Implement a cyber recovery solution on Oracle Cloud Infrastructure

Cyber security has become an increasingly critical topic as malware and ransomware attacks continue to occur around the world. For mission-critical databases, such attacks leading to lost data and system downtime can have far ranging impacts throughout the business in terms of revenue, operations, reputation, and even penalties.

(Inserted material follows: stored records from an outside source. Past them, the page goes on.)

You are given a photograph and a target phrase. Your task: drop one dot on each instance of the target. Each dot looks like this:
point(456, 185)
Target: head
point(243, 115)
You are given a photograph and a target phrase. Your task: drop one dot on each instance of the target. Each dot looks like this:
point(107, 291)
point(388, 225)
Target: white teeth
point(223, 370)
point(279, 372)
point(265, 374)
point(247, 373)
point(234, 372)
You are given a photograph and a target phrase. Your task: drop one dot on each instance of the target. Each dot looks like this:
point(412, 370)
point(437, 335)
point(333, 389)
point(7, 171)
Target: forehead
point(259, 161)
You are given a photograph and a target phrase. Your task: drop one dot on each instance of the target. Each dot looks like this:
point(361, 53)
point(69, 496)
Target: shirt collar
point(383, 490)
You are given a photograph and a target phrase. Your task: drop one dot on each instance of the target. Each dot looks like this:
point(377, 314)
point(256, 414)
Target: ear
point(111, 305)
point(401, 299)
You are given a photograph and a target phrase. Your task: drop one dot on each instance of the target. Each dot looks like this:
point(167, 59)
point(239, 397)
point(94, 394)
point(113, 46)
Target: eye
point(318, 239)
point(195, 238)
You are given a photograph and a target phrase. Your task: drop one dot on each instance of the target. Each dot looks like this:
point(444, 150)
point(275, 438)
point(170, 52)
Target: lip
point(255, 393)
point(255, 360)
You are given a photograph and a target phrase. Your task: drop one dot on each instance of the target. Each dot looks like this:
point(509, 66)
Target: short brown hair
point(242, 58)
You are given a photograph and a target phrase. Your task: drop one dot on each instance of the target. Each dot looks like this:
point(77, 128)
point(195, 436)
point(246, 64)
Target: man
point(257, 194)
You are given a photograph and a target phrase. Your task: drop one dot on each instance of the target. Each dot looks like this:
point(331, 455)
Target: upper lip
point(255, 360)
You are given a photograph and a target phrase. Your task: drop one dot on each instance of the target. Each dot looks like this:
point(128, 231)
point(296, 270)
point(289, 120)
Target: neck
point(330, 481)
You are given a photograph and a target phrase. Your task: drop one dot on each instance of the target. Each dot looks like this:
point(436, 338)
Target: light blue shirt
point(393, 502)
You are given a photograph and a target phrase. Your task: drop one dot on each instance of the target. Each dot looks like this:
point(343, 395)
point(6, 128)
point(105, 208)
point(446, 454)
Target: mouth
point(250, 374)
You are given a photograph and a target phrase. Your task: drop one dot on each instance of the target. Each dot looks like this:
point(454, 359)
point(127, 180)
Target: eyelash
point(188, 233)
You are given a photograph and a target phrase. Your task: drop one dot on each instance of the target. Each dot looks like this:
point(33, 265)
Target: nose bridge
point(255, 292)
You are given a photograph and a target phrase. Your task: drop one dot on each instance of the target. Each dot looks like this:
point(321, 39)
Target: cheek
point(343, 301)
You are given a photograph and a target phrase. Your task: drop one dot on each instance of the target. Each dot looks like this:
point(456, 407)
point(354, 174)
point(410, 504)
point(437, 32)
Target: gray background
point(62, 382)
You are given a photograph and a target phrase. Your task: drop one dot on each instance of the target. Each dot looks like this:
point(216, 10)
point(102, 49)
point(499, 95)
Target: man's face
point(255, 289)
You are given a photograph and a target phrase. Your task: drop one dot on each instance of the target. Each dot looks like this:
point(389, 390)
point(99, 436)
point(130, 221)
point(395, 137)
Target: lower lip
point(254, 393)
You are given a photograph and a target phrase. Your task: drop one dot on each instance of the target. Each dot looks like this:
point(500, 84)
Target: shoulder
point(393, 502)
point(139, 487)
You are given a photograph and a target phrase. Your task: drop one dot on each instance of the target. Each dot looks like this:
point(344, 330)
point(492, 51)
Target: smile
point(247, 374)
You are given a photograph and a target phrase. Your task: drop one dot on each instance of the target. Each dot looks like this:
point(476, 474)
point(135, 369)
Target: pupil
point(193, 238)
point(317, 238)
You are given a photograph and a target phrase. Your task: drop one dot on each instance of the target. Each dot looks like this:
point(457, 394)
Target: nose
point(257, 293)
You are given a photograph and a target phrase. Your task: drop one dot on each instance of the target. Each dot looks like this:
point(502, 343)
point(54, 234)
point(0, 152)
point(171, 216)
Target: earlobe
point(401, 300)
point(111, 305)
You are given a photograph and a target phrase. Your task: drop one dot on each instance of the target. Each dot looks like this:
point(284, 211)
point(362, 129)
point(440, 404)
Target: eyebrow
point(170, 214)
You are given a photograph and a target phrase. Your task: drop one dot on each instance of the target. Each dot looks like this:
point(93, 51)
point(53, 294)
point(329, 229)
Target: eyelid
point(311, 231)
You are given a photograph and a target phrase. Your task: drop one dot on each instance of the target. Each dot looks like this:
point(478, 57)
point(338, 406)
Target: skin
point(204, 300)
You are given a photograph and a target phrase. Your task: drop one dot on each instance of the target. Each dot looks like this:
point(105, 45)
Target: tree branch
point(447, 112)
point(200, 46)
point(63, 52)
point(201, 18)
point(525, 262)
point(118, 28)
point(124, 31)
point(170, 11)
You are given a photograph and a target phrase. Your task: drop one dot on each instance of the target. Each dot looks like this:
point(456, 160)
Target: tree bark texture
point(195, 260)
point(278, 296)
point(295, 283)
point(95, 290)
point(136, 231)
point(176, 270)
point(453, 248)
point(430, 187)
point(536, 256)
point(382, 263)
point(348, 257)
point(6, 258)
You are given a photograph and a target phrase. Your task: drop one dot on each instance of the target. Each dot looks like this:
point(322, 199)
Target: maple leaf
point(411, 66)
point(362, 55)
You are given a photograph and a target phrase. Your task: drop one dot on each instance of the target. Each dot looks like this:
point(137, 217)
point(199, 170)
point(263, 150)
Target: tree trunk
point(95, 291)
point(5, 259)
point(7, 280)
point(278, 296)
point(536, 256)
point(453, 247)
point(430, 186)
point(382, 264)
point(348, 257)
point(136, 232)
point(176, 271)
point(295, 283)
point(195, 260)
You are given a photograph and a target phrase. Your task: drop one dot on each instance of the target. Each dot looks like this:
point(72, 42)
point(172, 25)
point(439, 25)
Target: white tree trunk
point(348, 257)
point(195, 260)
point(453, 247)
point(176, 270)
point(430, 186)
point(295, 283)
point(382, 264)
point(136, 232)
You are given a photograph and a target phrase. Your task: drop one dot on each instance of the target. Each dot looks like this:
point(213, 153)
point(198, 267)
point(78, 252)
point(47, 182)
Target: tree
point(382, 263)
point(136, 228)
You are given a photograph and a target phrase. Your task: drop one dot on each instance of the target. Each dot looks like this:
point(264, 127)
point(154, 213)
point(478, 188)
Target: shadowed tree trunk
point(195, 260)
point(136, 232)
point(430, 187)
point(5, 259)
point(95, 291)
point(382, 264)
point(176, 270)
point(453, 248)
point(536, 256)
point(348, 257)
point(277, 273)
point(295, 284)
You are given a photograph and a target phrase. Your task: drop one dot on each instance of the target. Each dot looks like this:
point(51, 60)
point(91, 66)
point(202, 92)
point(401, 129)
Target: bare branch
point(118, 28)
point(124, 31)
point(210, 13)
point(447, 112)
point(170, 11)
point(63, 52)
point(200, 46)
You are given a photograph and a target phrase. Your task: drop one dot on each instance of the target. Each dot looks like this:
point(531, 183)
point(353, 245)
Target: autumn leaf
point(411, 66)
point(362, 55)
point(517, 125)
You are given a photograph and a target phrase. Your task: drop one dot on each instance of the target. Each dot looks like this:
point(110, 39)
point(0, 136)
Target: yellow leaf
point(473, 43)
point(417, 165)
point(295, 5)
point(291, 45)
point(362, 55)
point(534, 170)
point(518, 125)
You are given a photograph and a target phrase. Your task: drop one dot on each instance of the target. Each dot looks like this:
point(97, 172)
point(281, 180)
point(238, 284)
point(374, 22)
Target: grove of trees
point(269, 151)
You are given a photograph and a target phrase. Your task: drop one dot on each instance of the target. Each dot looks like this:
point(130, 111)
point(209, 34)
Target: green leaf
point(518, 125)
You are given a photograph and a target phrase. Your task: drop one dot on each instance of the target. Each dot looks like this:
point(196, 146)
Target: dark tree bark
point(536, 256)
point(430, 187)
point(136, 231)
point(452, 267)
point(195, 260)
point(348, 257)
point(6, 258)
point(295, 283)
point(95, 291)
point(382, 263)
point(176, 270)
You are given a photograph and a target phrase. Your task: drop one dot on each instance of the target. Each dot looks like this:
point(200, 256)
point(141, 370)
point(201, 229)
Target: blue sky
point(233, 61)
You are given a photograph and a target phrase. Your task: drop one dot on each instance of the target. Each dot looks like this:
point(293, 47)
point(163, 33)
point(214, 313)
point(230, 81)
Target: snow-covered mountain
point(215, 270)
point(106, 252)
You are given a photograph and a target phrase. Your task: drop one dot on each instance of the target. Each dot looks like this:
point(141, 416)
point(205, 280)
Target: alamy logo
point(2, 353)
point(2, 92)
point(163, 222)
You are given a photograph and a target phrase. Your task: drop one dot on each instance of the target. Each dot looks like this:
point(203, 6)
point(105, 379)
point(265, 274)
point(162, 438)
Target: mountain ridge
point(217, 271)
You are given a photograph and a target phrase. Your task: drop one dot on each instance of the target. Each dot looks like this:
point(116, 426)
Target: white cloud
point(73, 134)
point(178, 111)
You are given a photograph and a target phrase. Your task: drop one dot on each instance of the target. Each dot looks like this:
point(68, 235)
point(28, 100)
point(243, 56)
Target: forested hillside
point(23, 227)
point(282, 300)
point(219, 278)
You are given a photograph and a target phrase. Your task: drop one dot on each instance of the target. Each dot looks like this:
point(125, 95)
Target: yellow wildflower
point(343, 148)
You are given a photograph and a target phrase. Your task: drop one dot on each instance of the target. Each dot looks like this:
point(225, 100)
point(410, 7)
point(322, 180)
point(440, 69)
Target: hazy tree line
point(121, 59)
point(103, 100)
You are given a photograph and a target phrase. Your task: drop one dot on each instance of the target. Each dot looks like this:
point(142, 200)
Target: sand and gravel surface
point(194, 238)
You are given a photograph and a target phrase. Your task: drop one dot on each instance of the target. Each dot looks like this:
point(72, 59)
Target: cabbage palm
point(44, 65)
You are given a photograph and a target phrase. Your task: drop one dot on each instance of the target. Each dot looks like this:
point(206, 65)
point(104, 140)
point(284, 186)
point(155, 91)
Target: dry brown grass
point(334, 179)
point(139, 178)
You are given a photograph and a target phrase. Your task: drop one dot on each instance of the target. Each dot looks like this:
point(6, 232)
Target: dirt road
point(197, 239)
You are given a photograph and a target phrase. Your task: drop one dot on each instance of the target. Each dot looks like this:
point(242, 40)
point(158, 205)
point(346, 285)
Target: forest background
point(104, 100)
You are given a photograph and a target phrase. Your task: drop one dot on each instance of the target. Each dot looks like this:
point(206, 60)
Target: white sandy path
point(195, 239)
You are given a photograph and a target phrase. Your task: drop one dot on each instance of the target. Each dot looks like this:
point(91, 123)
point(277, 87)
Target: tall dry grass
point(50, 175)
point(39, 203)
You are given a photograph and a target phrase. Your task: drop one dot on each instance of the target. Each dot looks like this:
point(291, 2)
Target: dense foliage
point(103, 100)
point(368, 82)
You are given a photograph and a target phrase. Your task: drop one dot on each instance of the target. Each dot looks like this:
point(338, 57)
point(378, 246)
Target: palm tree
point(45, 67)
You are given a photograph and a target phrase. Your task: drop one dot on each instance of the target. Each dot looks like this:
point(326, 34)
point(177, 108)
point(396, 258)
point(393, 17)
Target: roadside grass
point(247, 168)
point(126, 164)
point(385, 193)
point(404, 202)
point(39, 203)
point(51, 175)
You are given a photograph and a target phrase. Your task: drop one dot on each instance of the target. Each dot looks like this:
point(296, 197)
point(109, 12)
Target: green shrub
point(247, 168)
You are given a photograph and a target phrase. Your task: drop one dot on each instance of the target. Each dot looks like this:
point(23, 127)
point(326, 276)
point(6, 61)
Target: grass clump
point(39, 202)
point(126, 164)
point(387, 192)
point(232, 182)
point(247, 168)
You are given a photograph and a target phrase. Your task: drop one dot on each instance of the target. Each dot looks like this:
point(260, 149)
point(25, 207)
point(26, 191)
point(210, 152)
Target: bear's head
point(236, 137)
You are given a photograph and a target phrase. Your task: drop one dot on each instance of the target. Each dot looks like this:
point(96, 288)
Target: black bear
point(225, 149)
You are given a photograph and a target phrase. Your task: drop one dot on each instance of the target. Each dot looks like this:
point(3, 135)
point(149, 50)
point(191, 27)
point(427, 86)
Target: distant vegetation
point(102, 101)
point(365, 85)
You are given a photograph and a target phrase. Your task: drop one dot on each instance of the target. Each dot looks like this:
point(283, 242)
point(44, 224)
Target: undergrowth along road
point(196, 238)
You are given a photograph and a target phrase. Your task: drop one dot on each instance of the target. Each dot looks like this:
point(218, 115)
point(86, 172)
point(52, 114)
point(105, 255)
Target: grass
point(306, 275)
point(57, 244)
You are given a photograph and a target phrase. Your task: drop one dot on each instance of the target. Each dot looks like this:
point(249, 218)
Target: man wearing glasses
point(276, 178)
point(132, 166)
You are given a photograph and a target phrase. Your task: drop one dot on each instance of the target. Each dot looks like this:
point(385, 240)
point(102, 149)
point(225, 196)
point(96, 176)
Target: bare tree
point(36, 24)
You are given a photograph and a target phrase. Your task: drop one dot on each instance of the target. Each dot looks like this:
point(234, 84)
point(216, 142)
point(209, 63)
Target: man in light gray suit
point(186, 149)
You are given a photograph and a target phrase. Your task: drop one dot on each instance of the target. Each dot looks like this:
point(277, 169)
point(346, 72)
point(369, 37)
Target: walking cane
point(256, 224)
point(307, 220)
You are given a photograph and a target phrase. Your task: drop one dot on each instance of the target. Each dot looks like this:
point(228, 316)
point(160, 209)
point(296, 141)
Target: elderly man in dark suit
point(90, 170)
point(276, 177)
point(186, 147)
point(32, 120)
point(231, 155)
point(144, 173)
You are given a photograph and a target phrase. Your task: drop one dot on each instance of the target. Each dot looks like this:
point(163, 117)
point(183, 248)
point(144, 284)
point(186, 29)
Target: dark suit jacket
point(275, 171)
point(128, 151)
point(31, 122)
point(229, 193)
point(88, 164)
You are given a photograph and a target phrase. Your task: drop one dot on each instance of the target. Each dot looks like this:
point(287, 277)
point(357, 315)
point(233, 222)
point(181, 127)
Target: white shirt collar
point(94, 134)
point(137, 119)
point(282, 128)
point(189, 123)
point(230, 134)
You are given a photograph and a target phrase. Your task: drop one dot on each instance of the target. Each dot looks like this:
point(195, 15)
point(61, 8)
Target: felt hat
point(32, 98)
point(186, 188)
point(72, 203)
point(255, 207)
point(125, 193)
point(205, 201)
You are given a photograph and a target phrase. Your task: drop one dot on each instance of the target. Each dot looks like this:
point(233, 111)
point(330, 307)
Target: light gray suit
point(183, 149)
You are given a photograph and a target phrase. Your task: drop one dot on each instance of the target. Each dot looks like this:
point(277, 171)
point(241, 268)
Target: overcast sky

You can implement a solution for protecting your Oracle applications hosted on Oracle Cloud Infrastructure (OCI), from cyber attacks by creating and storing immutable backups. In the event of a cyber attack, such as a ransomware encryption attack, the immutable backups can be used to restore the Oracle application to a previous state, allowing for minimal disruption to business operations.

Architecture

This reference architecture shows how you can implement an automated backup and restore solution that is deployed on OCI.

Oracle E-Business Suite application (EBS) is used as an example for this solution but you can easily adopt it for other Oracle applications.

The following diagram illustrates this reference architecture.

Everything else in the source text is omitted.